Tower, twice passed over for the job by Reagan, has been in lonely encampment in a Washington hotel suite for three weeks awaiting a final decision by President-elect George Bush and has had plenty of time to think about how to manage the Pentagon.Asked Friday about the dangerously top-heavy Pentagon budget, Tower suggested he will reverse the current process of setting a dollar figure for defense spending and fitting as many programs as possible under that lid.
Instead, Tower said, he - together with military and congressional leaders and other members of the Bush administration's national security team - will start by defining U.S. national security objectives, and then examine how the military supports those objectives.
Only when that process of "rationalizing" the armed forces is completed, Tower said, will he be ready to propose specific reductions and realignments in defense spending.
His implication - that he intends to hold the Defense Department brass to a new standard of strategic accountability - may have struck fear into jealous Pentagon guardians of cherished but anachronistic programs.
But the diminutive and dapper Texan left no doubt he means to do that.
"We must provide at least as much, if not more, defenses for less money," he said at a news conference with Bush. The job will be "difficult and challenging," he said.
Tower suggested he may delay a critical decision on whether to deploy mobile MX or Midgetman strategic missiles.
He also endorsed the controversial strategic missile defense program, saying "Star Wars" weapons should be deployed "as soon as (is) feasible." But he pointedly did not endorse the "early-deployment" option for space-based defenses that many conservatives favor.
Tower's first job, however, will be dispelling some of the skepticism that his selection has engendered in the Pentagon and on Capitol Hill.
"These are the right words, but I'm doubtful he'll actually follow through with changes," said Steve Daggett, a defense budget analyst at the liberal Committee for National Security. "There's still a tendency to underestimate how bad the budget crunch is, and therefore not to be as vigorous in rethinking priorities."
Indeed, the military service chiefs and other senior officers already have launched pre-emptive strikes against pending budget cuts.
Adm.
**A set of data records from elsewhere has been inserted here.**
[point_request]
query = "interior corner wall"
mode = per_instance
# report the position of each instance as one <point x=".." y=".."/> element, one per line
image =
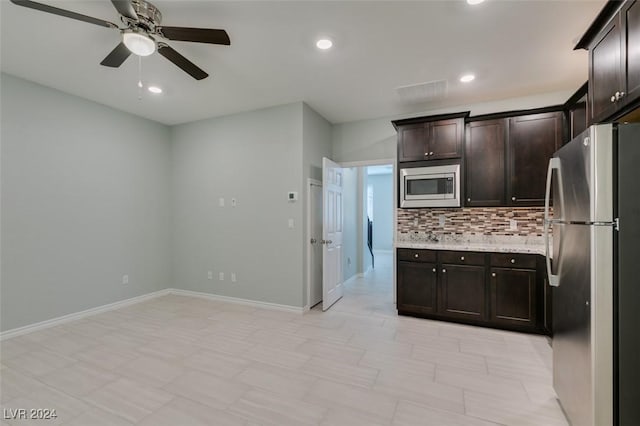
<point x="316" y="143"/>
<point x="85" y="201"/>
<point x="350" y="265"/>
<point x="382" y="211"/>
<point x="256" y="158"/>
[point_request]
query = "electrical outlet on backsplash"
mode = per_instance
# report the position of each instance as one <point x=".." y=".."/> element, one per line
<point x="485" y="221"/>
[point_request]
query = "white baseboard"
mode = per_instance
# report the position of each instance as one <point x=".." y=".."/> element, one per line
<point x="79" y="315"/>
<point x="363" y="274"/>
<point x="122" y="303"/>
<point x="229" y="299"/>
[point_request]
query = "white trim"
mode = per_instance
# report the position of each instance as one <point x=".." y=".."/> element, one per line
<point x="79" y="315"/>
<point x="247" y="302"/>
<point x="307" y="240"/>
<point x="352" y="278"/>
<point x="138" y="299"/>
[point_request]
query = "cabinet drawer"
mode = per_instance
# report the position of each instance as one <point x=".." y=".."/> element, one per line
<point x="415" y="255"/>
<point x="513" y="260"/>
<point x="462" y="258"/>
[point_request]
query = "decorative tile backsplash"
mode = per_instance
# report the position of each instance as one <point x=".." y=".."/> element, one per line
<point x="472" y="221"/>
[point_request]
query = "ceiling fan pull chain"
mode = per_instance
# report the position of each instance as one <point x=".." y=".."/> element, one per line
<point x="139" y="78"/>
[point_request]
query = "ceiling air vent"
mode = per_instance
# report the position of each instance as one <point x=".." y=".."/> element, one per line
<point x="423" y="92"/>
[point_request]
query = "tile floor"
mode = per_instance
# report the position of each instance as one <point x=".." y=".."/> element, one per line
<point x="189" y="361"/>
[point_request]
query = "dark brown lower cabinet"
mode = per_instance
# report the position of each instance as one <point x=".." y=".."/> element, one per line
<point x="496" y="290"/>
<point x="417" y="293"/>
<point x="462" y="291"/>
<point x="513" y="296"/>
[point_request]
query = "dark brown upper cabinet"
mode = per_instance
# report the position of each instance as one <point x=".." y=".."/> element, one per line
<point x="532" y="140"/>
<point x="485" y="163"/>
<point x="430" y="138"/>
<point x="613" y="41"/>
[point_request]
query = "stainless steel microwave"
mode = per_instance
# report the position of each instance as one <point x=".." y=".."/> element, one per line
<point x="432" y="186"/>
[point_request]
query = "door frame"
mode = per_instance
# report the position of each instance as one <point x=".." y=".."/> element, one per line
<point x="394" y="172"/>
<point x="310" y="182"/>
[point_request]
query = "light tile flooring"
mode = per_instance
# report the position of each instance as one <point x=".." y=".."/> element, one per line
<point x="190" y="361"/>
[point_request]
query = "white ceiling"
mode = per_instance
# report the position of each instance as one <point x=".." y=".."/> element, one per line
<point x="515" y="48"/>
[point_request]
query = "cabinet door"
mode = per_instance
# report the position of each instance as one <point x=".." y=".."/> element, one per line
<point x="412" y="142"/>
<point x="513" y="296"/>
<point x="462" y="292"/>
<point x="630" y="16"/>
<point x="417" y="287"/>
<point x="484" y="156"/>
<point x="605" y="72"/>
<point x="532" y="141"/>
<point x="445" y="139"/>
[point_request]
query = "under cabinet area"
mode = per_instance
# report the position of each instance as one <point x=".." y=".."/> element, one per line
<point x="500" y="290"/>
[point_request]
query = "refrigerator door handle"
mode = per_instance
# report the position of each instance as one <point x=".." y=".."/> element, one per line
<point x="554" y="164"/>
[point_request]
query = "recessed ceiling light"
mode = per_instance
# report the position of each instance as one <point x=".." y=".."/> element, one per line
<point x="324" y="44"/>
<point x="467" y="78"/>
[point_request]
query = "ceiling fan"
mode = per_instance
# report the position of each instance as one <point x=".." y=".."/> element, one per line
<point x="141" y="21"/>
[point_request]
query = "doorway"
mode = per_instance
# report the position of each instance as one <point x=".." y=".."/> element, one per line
<point x="367" y="258"/>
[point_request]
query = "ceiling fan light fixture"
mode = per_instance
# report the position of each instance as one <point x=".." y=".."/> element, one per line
<point x="138" y="43"/>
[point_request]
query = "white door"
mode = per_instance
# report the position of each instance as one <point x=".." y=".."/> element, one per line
<point x="315" y="292"/>
<point x="332" y="217"/>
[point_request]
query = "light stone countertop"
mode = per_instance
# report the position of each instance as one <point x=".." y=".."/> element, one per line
<point x="481" y="243"/>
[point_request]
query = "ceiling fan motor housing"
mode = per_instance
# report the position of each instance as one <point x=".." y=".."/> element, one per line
<point x="149" y="17"/>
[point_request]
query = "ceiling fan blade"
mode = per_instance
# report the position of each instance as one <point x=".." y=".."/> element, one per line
<point x="125" y="8"/>
<point x="117" y="56"/>
<point x="62" y="12"/>
<point x="198" y="35"/>
<point x="182" y="62"/>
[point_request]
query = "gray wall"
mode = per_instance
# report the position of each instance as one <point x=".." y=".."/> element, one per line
<point x="255" y="157"/>
<point x="316" y="143"/>
<point x="376" y="139"/>
<point x="383" y="211"/>
<point x="85" y="200"/>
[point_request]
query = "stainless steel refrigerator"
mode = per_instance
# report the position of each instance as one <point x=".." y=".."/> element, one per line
<point x="593" y="263"/>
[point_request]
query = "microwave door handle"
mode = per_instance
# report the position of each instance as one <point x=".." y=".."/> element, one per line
<point x="554" y="164"/>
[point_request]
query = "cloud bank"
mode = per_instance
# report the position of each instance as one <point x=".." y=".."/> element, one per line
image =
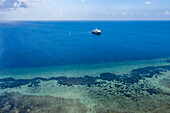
<point x="13" y="4"/>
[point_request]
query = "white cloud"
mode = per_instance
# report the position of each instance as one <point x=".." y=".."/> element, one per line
<point x="166" y="12"/>
<point x="13" y="4"/>
<point x="148" y="3"/>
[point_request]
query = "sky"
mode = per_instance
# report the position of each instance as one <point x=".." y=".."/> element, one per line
<point x="84" y="9"/>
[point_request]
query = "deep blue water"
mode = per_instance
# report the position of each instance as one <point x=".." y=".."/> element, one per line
<point x="29" y="44"/>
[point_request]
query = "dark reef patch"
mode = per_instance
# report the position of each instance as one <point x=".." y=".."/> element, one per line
<point x="125" y="79"/>
<point x="168" y="61"/>
<point x="18" y="103"/>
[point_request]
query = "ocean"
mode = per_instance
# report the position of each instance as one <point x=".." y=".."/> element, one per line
<point x="125" y="69"/>
<point x="33" y="44"/>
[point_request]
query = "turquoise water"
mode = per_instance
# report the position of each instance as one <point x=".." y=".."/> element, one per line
<point x="32" y="44"/>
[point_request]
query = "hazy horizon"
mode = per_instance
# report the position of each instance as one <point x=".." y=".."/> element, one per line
<point x="84" y="10"/>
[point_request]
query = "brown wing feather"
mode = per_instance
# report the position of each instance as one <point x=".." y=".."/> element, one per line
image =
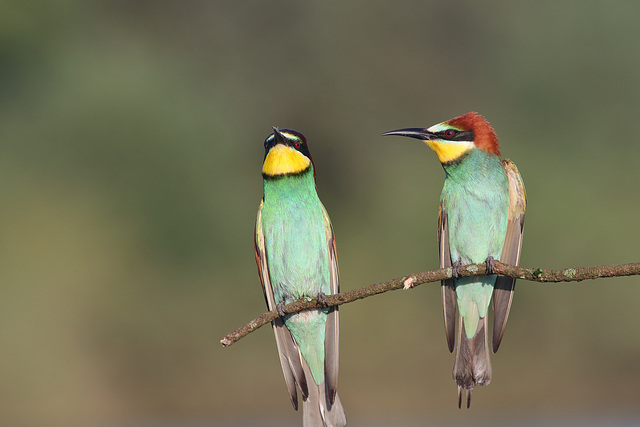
<point x="290" y="358"/>
<point x="332" y="332"/>
<point x="449" y="300"/>
<point x="503" y="290"/>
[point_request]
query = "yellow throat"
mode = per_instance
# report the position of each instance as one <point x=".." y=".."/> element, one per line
<point x="448" y="152"/>
<point x="283" y="160"/>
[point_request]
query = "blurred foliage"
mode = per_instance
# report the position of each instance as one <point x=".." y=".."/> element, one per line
<point x="130" y="152"/>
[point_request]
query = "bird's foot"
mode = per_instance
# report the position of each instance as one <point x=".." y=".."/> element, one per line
<point x="280" y="308"/>
<point x="490" y="264"/>
<point x="322" y="299"/>
<point x="455" y="269"/>
<point x="408" y="283"/>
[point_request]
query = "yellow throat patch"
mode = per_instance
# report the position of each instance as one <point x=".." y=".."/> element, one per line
<point x="283" y="160"/>
<point x="448" y="152"/>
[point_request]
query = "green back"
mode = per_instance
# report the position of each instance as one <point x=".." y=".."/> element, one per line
<point x="296" y="248"/>
<point x="476" y="198"/>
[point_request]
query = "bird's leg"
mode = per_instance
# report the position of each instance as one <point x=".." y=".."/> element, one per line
<point x="322" y="299"/>
<point x="280" y="308"/>
<point x="455" y="269"/>
<point x="490" y="264"/>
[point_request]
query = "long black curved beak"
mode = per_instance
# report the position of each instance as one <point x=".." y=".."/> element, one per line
<point x="418" y="133"/>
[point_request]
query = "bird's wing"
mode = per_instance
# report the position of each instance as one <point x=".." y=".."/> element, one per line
<point x="503" y="290"/>
<point x="332" y="334"/>
<point x="287" y="348"/>
<point x="448" y="286"/>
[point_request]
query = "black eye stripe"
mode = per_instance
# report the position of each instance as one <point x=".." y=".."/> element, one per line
<point x="457" y="135"/>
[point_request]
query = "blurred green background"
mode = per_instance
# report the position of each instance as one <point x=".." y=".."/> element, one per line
<point x="130" y="153"/>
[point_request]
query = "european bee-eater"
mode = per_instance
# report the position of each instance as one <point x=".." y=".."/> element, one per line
<point x="296" y="255"/>
<point x="480" y="219"/>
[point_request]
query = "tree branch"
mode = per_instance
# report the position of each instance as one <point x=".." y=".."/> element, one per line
<point x="531" y="274"/>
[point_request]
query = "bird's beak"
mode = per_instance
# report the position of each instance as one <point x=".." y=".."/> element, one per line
<point x="418" y="133"/>
<point x="279" y="135"/>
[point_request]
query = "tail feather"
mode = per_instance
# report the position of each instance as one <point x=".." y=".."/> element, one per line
<point x="472" y="365"/>
<point x="316" y="409"/>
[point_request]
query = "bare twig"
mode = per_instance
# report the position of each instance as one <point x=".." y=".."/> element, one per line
<point x="531" y="274"/>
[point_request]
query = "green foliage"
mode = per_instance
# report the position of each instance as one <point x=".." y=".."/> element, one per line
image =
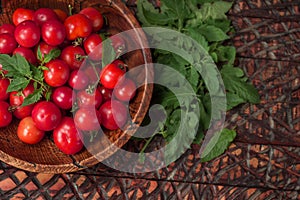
<point x="206" y="22"/>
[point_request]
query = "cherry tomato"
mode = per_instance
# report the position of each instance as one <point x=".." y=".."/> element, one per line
<point x="57" y="74"/>
<point x="95" y="16"/>
<point x="78" y="26"/>
<point x="89" y="99"/>
<point x="6" y="115"/>
<point x="7" y="43"/>
<point x="93" y="46"/>
<point x="93" y="73"/>
<point x="4" y="83"/>
<point x="7" y="28"/>
<point x="78" y="80"/>
<point x="114" y="114"/>
<point x="105" y="92"/>
<point x="87" y="119"/>
<point x="44" y="48"/>
<point x="62" y="97"/>
<point x="53" y="32"/>
<point x="21" y="15"/>
<point x="27" y="53"/>
<point x="27" y="34"/>
<point x="28" y="132"/>
<point x="66" y="137"/>
<point x="125" y="90"/>
<point x="46" y="115"/>
<point x="110" y="75"/>
<point x="62" y="15"/>
<point x="73" y="56"/>
<point x="43" y="15"/>
<point x="21" y="112"/>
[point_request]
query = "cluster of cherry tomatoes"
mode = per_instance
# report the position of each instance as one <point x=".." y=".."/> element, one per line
<point x="77" y="105"/>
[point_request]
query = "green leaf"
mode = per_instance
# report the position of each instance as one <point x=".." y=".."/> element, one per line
<point x="236" y="84"/>
<point x="33" y="97"/>
<point x="214" y="10"/>
<point x="212" y="33"/>
<point x="218" y="144"/>
<point x="108" y="54"/>
<point x="149" y="16"/>
<point x="17" y="84"/>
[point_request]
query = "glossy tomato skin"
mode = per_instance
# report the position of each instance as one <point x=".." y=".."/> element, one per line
<point x="7" y="28"/>
<point x="125" y="90"/>
<point x="78" y="26"/>
<point x="66" y="137"/>
<point x="62" y="97"/>
<point x="6" y="115"/>
<point x="44" y="48"/>
<point x="7" y="43"/>
<point x="93" y="46"/>
<point x="27" y="34"/>
<point x="53" y="32"/>
<point x="43" y="15"/>
<point x="28" y="133"/>
<point x="4" y="83"/>
<point x="27" y="53"/>
<point x="95" y="16"/>
<point x="73" y="56"/>
<point x="110" y="75"/>
<point x="57" y="74"/>
<point x="87" y="119"/>
<point x="78" y="80"/>
<point x="22" y="14"/>
<point x="105" y="92"/>
<point x="46" y="115"/>
<point x="114" y="114"/>
<point x="89" y="99"/>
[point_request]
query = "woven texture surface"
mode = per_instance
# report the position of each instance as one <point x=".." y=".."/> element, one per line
<point x="262" y="163"/>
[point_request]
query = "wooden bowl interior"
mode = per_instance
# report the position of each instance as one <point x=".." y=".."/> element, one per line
<point x="45" y="156"/>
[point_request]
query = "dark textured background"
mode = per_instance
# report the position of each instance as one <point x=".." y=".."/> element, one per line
<point x="262" y="163"/>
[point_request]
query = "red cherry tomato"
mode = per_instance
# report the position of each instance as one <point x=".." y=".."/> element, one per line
<point x="4" y="83"/>
<point x="87" y="119"/>
<point x="27" y="34"/>
<point x="110" y="75"/>
<point x="27" y="53"/>
<point x="73" y="56"/>
<point x="62" y="15"/>
<point x="7" y="43"/>
<point x="22" y="14"/>
<point x="66" y="137"/>
<point x="7" y="28"/>
<point x="46" y="115"/>
<point x="57" y="74"/>
<point x="95" y="16"/>
<point x="78" y="26"/>
<point x="62" y="97"/>
<point x="28" y="132"/>
<point x="21" y="112"/>
<point x="86" y="99"/>
<point x="43" y="15"/>
<point x="53" y="32"/>
<point x="44" y="48"/>
<point x="105" y="92"/>
<point x="93" y="46"/>
<point x="114" y="114"/>
<point x="6" y="115"/>
<point x="78" y="80"/>
<point x="125" y="90"/>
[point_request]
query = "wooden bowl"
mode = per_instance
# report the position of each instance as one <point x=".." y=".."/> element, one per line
<point x="45" y="157"/>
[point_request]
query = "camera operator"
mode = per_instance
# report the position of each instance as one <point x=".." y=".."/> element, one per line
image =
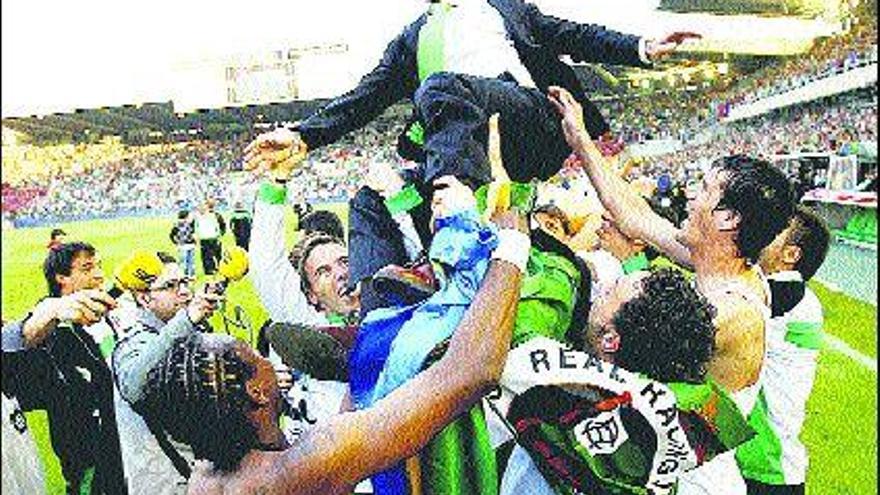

William J. Crowe, chairman of the Joint Chiefs of Staff, said in an interview with Reuters, "The professional military is opposing these cuts."
Gen. Alfred M. Gray Jr., commandant of the Marine Corps, warned against "repeating the costly mistake of the 1970s" when personnel and operating costs were deeply cut.
And Gen. Joseph Palastra, commander of the Army Forces Command, cautioned that his service's assets are already "not sufficient to execute with a high degree of confidence all of the Army contingency plans at the same time."
Attacking from a different direction, congressional critics said Tower may not cut deeply or ruthlessly enough, judging by his record as an uncritical champion of higher defense spending while he was chairman of the Senate Armed Services Committee during Reagan's first term, and his coziness with defense contractors as a consultant in the years following his retirement from the Senate in 1985.
Rep. Les Aspin, D-Wis., chairman of the House Armed Services Committee, called the choice "the first serious misstep" of the Bush administration.
With Tower's record of opposing Pentagon reforms, congressional concern over his appointment "is pretty deep," said Sen. Charles Grassley, R-Iowa.